Earth First provided $500,000 to what became the Red Warrior Camp, a pipeline protest group that Texas-based developer Energy Transfer Partners and law enforcement have accused of advocating aggressive tactics.

“Red Warrior Camp drove many of the violent protests that took place between August 2016 and February 2017 on the ground in North Dakota,” said ETP attorney Lawrence Bender.

He referred questions about the basis for the claims to the company, which did not immediately respond Friday.

ETP’s allegations come in a dispute over whether Earth First is an actual group that can be sued. The Center for Constitutional Rights maintains Earth First is an unstructured social movement such as Black Lives Matter that can’t be sued.

Bender maintains that “Earth First directed and participated in a coordinated campaign against DAPL” by, among other things, funding what became the Red Warrior Camp. It operated within a much larger camp that drew thousands of pipeline opponents, including some who regularly clashed with police.
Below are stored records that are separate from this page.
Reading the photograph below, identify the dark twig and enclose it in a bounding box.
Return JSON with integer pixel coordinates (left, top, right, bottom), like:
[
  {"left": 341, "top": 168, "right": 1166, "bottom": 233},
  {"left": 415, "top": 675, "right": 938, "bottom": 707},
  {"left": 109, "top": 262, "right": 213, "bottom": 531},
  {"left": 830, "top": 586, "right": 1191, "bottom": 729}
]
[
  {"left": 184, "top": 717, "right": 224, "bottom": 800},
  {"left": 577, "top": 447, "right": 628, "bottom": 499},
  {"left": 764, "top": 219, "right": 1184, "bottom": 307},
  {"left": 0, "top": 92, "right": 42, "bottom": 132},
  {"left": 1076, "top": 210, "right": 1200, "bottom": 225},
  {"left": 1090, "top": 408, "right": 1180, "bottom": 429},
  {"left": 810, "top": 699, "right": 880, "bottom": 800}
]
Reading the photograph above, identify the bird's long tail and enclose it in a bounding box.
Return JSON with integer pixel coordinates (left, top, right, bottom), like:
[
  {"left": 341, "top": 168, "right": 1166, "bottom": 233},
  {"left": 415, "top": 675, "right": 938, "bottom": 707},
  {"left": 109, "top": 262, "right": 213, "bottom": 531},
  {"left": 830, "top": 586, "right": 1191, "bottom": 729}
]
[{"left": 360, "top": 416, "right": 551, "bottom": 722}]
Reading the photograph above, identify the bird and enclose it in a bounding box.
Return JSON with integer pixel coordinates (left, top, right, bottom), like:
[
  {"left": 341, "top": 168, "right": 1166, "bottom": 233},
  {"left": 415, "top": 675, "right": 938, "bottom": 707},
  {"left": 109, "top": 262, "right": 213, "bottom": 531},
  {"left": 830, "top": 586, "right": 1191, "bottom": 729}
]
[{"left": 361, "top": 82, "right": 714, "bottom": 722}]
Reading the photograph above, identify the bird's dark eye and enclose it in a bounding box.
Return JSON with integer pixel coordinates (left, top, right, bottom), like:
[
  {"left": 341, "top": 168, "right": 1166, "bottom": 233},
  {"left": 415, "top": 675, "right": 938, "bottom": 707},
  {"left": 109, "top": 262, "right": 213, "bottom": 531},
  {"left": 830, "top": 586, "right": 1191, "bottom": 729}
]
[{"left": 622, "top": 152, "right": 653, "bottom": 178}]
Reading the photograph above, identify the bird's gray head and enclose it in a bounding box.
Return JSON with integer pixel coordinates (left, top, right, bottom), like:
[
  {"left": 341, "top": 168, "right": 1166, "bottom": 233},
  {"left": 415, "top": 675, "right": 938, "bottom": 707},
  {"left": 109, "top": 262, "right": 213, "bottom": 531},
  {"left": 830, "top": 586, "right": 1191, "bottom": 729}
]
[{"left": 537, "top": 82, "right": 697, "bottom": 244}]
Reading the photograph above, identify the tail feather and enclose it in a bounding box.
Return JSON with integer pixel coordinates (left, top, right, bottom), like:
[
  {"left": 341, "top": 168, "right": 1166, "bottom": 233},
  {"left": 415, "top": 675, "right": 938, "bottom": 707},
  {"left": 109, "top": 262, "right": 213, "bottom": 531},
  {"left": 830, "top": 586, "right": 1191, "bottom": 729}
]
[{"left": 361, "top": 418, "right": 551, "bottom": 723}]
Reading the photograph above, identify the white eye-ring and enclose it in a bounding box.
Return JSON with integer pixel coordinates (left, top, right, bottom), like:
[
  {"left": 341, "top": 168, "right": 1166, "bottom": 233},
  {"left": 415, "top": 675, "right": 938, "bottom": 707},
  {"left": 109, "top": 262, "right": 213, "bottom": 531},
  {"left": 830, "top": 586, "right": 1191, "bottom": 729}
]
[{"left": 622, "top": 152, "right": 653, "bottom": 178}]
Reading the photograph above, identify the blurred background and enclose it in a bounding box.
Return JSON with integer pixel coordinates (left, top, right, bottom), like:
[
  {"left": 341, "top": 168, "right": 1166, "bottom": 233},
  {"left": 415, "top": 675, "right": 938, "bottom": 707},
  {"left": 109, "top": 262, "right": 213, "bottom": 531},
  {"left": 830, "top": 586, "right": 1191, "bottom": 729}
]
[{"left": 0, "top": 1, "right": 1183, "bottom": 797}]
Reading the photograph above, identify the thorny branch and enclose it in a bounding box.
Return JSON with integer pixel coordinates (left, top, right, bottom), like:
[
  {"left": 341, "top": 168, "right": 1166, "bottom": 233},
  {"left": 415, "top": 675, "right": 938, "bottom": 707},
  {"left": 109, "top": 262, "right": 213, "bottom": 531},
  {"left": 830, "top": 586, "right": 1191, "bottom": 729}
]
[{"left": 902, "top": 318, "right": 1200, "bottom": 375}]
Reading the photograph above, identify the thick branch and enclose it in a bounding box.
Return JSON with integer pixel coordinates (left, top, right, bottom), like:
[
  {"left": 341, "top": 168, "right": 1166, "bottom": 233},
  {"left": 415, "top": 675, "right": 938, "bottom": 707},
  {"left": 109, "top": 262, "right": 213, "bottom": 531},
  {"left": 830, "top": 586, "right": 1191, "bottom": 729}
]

There were 761 arrests in the region in a six-month span. The Tribal Council of the Standing Rock Sioux, which has led the opposition to the pipeline near its reservation, voted in November 2016 to ask the Red Warrior Camp to leave. It did a month later.

Calls to a cellphone for Cody Hall, who was a spokesman for the Red Warrior Camp at the height of the protests in 2016, did not go through on Friday. The Red Warrior Society, which formed from the remnants of the camp when it disbanded, did not respond to an email and Facebook message seeking comment.

Energy Transfer last August sued Earth First, Greenpeace and BankTrack for up to $1 billion, alleging they worked to undermine the $3.8 billion pipeline that’s now moving oil from North Dakota to Illinois.

Company lawyers have asked U.S. District Judge Daniel Hovland to declare that Earth First has been served with the lawsuit via Earth First Journal, whose website bills the publication as a forum for discussion within the Earth First movement.

Center for Constitutional Rights attorney Pamela Spees, who represents the journal, maintains that Earth First is a social movement or philosophy that can’t be sued, and that ETP’s attempt to circumvent that by serving the journal warrants sanctions. She wants Hovland to order the company to pay attorney fees and to educate lawyers at the plaintiff firms about court procedural rules she claims have been violated.

ETP has asked Hovland to reject that request, calling it a “publicity stunt” and maintaining that Earth First “was instrumental in funding, training and directing these violent out-of-state protesters — conduct that Earth First is known for.”

Spees maintains that ETP has presented no evidence to back its claims and calls the allegations “ridiculous.”